I think it's probably not worth handling a case like this, the abs case is one we have explicitly seen in real world code. We could in theory go further and add even more cases (shr also, for example), but given there is no obvious generic way to do this we'd have to add loads of special cases for each intrinsic we might care about, all just in case someone happened to write/end up with suboptimal ACLE code, (srshl is not a compiler generated thing, it will only come from ACLE intrinsics). I think it's probably best to only extend this if and when we need it.

bsmith updated this revision to Diff 428668.May 11 2022, 8:07 AM
  • Fix typos in comments, SQSHL -> SRSHL.
  • Rearrange tests to have positive cases first.
This comment was removed by bsmith.
paulwalker-arm added inline comments.May 16 2022, 6:15 AM
llvm/lib/Target/AArch64/AArch64TargetTransformInfo.cpp
1262–1265

I don't suppose m_NonNegative() works, or can be made to work, here?

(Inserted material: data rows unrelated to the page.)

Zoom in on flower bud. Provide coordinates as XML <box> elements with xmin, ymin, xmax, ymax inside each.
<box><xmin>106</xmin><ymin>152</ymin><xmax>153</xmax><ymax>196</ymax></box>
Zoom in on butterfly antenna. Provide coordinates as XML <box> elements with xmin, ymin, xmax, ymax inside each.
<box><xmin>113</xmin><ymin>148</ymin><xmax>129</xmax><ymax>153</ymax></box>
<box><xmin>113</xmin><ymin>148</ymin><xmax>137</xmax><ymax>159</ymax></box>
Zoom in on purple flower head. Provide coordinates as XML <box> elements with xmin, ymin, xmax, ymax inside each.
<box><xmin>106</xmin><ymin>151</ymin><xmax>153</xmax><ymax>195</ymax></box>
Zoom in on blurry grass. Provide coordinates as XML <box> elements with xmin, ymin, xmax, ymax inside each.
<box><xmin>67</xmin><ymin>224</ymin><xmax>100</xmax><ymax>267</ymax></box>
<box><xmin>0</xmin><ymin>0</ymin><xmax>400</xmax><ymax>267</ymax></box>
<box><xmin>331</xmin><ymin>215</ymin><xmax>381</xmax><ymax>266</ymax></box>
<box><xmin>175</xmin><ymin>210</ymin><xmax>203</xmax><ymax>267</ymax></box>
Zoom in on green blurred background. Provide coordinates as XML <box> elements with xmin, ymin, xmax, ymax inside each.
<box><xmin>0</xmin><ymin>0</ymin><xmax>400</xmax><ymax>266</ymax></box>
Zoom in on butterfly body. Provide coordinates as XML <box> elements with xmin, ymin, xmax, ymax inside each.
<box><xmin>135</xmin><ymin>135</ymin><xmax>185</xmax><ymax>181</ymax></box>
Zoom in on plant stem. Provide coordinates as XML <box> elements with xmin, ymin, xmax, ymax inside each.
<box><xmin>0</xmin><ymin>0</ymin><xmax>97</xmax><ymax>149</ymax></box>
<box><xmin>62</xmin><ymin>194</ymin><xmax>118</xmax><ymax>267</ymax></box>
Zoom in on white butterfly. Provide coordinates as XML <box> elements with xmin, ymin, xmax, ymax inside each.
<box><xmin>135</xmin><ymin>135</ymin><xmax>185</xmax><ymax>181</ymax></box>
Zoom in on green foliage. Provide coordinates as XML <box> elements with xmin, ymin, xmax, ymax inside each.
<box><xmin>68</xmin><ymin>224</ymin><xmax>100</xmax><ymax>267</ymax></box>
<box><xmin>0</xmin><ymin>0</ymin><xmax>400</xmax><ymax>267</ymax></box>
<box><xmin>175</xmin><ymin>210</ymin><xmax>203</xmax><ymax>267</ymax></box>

Ideally I'd hope for something similar in the higher up code paths so that perhaps we can catch more cases for free but I think realistically this is the only place where it might work today out-the-box.

bsmith updated this revision to Diff 429708.May 16 2022, 7:13 AM
  • Use m_NonNegative instead of manually checking for splats and their values
paulwalker-arm accepted this revision.May 17 2022, 10:17 AM
paulwalker-arm added inline comments.
llvm/lib/Target/AArch64/AArch64TargetTransformInfo.cpp
1234–1235

I think you can use IRBuilder<> Builder(II); here.

This revision is now accepted and ready to land.May 17 2022, 10:17 AM
This revision was landed with ongoing or failed builds.May 19 2022, 7:08 AM
This revision was automatically updated to reflect the committed changes.